Highlighting field in memory-based Lucene indexes

tags: #Highlighting #Ighlighting #Indexing #Lucene
categories: Data Java Lucene
published: June 24, 2013
reading time: 2 minutes

I'm using more and more Lucene these days, and getting in depth on a few subjects, today i'm going to talk to you about how to handle the new Highlighting features available with Lucene 4.1.

One of the main achievements with this new version is the creation of the great PostingsHighlighter. Michael McCandless wrote a great piece about it in his article A new Lucene highlighter is born and i encourage you to read it if you want to get serious about highlighting using Lucene :).

Now let's say you want to use it on a MemoryIndex, considering the MemoryIndex as the best In-Memory index type with more than ~500k queries/s handled and the “perfect” reset() method, it would be great right ? But it's a nice dream as the MemoryIndex doesn't store anything about the raw data, so... we need a plan B.
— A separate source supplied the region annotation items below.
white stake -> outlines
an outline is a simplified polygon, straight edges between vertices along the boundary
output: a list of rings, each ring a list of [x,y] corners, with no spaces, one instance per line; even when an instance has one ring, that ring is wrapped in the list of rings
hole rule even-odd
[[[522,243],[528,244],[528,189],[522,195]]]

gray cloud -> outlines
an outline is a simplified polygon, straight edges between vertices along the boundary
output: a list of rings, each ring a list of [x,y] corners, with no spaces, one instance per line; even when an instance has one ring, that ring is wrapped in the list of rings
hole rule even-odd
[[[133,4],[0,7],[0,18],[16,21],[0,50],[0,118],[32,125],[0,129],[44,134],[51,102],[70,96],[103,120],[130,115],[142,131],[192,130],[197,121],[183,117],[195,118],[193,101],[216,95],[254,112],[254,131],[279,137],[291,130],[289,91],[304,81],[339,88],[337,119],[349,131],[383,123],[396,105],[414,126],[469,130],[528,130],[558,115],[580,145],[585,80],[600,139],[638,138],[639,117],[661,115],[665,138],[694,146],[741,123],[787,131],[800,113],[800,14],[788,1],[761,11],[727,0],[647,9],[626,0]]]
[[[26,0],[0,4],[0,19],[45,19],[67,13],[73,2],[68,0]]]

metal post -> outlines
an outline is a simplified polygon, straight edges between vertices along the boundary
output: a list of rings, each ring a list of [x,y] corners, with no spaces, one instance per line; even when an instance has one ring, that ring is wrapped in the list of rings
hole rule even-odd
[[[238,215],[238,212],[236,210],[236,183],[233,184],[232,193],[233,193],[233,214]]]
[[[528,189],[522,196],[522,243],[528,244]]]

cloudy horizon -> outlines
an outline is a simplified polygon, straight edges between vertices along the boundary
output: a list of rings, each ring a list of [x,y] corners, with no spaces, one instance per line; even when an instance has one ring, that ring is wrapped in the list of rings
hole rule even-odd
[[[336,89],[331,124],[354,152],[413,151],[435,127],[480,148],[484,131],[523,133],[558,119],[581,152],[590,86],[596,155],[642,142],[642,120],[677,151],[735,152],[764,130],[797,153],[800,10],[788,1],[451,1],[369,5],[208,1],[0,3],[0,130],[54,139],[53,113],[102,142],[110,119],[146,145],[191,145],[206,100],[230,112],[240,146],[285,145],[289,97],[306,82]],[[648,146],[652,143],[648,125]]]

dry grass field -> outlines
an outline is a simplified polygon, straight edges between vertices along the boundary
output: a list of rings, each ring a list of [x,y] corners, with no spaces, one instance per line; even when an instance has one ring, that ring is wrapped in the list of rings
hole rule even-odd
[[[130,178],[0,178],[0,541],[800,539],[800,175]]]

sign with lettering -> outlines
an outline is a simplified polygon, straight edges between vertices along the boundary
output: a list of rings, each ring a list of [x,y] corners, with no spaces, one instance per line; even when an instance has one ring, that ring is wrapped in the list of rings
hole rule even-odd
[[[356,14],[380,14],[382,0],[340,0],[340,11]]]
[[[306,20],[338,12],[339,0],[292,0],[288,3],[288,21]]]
The plan B can be to use the old-fashioned, but still useful, RAMDirectory index that will still behave like a normal “Directory”-based index and will give you the ability to store the data you need on the field to match. Here is an example on how to use it :

[code language=”java”]
final int MAX_DOCS = 10;
final String FIELD_NAME = “text”;
final Directory index = new RAMDirectory();
final StandardAnalyzer analyzer = new StandardAnalyzer(Version.LUCENE_41);

IndexWriterConfig writerConfig = new IndexWriterConfig(Version.LUCENE_41, analyzer);
IndexWriter writer = new IndexWriter(index, writerConfig);
// create document
Document document = new Document();
FieldType type = new FieldType();
type.setIndexed(true);
type.setStored(true); // it needs to be stored to be properly highlighted
type.setTokenized(true);
type.setIndexOptions(FieldInfo.IndexOptions.DOCS_AND_FREQS_AND_POSITIONS_AND_OFFSETS); // necessary for PostingsHighlighter
document.add(new Field(FIELD_NAME, “this an example of text that must be highlighted”, type));
// add it to the index
writer.addDocument(document);
writer.commit();
writer.close();

Query query = new QueryParser(Version.LUCENE_41, FIELD_NAME, analyzer).parse(“example”);
DirectoryReader directoryReader = DirectoryReader.open(index);

IndexSearcher searcher = new IndexSearcher(directoryReader);
PostingsHighlighter highlighter = new PostingsHighlighter();
TopDocs topDocs = searcher.search(query, MAX_DOCS);
String[] strings = highlighter.highlight(FIELD_NAME, query, searcher, topDocs);
System.out.println(Arrays.toString(strings));
// expected output : [this an example of text that must be highlighted]
[/code]

I'm honestly considering right now to use both indexes querying heavily the MemoryIndex and using the RAMDirectory only when i know there's a match found and i need the highlighting features. Maybe i'm not done digging up around this hole and there's a way to make any highlighter work with the MemoryIndex, but i doubt it, both conceptually and after testing everything i could.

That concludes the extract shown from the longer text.